Pacific Cruise Suggested Reading

cookhawaii

Every once and while I like to share reading recommendation with our Cruise Talk Central visitors. My two recent trips to Hawaii inspired me to read these books. I hope that if you are searching for reading material to bring with you on your next cruise that you might want to consider these recommendations.

Non-Fiction
For those of you who might be taking a cruise to Hawaii, The South Pacific, New Zealand, Australia, Alaska, or around Cape Horn and Antarctica, I can’t recommend any more highly reading about Captain James Cook. At the beginning of his lifetime much of the world was uncharted. By the time of his death 1779, he had circumnavigated the world 2 1/2 times and mapped many uncharted areas like Antarctica, Cook Inlet, New Zealand, Australia, and Hawaii. He made contact with many previously unknown cultures around the world. Accounts of his three voyages give insight into the bravery of explorers, the clash of disparate cultures, and perspective as to the ease of modern travel.

Several years ago I took my first cruise to Hawaii. In the months leading up to that cruise I thought it would be interesting to find out a bit more about James Cook and checked out the book Cook : The Extraordinary Voyages of Captain James Cook by Nicolas Thomas from our local library. I was a bit concerned that a biography of an 18th century explorer might read as a bit slow. However, I found the account of his three voyages to be a rapid page turner. In a strange way, the accounts reminded me somewhat of episodes of Star Trek, with a strong captain leading his men into uncharted territory performing scientific research and cultural exploration. His account can be quite frightening at times when he encounters cultures that practiced human sacrifice and cannibalism. I also found his personal story facinating as a benevolent man who struggled with the concept of bringing both the good and evil of the outside world to these previously isolated cultures. His three voyages included two trips around Cape Horn, three passages around The Cape of Good Hope, a search for the North West Passage, Circumnavigation of Antarctica, circumnavigation of New Zealand, crashing into the Great Barrier Reef, mapping the East Coast of Australia, visits to Vanuatu, New Caledonia, Tahiti, Cook Islands, Easter Islands, and the first visit to Hawaii by a European. The book I read is one of the many accounts available on or by Captain James Cook.
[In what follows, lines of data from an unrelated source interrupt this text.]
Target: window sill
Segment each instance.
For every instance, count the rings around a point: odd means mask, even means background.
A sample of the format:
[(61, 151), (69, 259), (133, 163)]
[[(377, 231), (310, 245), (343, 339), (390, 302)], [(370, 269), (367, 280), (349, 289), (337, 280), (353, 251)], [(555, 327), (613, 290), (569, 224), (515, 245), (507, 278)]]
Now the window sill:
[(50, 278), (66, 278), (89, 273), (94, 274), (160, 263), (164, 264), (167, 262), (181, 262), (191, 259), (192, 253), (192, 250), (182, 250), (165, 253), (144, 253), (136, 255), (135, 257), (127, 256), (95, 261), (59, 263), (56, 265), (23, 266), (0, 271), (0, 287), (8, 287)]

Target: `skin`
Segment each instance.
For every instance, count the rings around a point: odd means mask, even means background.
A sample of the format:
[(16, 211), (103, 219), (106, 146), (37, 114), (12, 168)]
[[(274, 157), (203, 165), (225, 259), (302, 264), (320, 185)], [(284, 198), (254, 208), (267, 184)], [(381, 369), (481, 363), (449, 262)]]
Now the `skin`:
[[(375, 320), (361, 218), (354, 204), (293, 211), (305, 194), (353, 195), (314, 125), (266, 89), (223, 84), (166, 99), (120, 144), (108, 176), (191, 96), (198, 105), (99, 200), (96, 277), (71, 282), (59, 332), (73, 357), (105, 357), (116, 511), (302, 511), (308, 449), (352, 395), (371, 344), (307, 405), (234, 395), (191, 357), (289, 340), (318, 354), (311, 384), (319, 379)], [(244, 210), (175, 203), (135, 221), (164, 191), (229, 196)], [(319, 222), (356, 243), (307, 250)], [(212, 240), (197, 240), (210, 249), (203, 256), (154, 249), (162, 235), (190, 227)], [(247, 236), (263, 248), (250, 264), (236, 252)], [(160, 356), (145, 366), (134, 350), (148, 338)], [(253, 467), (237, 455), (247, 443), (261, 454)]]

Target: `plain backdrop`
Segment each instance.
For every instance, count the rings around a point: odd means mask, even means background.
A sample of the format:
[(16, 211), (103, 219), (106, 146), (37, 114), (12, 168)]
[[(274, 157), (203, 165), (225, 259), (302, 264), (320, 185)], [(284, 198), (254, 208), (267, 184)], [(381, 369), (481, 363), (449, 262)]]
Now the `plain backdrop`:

If you have children, versions of his voyages which leave out some of the more explicit details that might not be appropriate for younger ones are also available. There is even one book that looked to be rather interesting by Tony Horowitz call Blue Latitudes: Boldly Going Where Captains Cook Has Gone Before. I haven’t read this book, but according to its synopsis the author retraced Cook’s voyages in a replica ship. This book is an account of his voyage and interaction with the modern people in those destinations. Finally, if you like to read first hand accounts, several publishing houses have published in both paper back and hard cover Cook’s actual journals from his voyages.

Fiction
If you are cruising to Hawaii and looking for a good fiction book, I recommend James Michener’s Hawaii. This book provided a fictional look at the development of the state of Hawaii from the first voyage of Polynesians from Bora Bora, to the arrival of American Missionaries in the 1800, through the arrival of plantation workers through to the 1950’s. Two major movies are based on this novel, Hawaii staring Julie Andrews and Max Von Sydow telling the story of the missionaries, and The Hawaiians starring Charleton Heston focusing on later immigrants and plantation owners. Though this book is fiction, Michener does a fantastic job of putting his fictional characters into historic context. I have a friend who said that she enjoyed rereading this book as she cruised from Tahiti to Hawaii on the second leg of her back to back New Zealand/Tahiti/Hawaii cruise. I personally found the book very entertaining and insightful.

If our readers have any other recommended books that might provide more insight into the history and culture of a cruise destination than one would find in an average guide book, please add your recommendations to our comment section. Many times cruisers enjoy spending their free time aboard their cruise enjoying both the sea and a good book.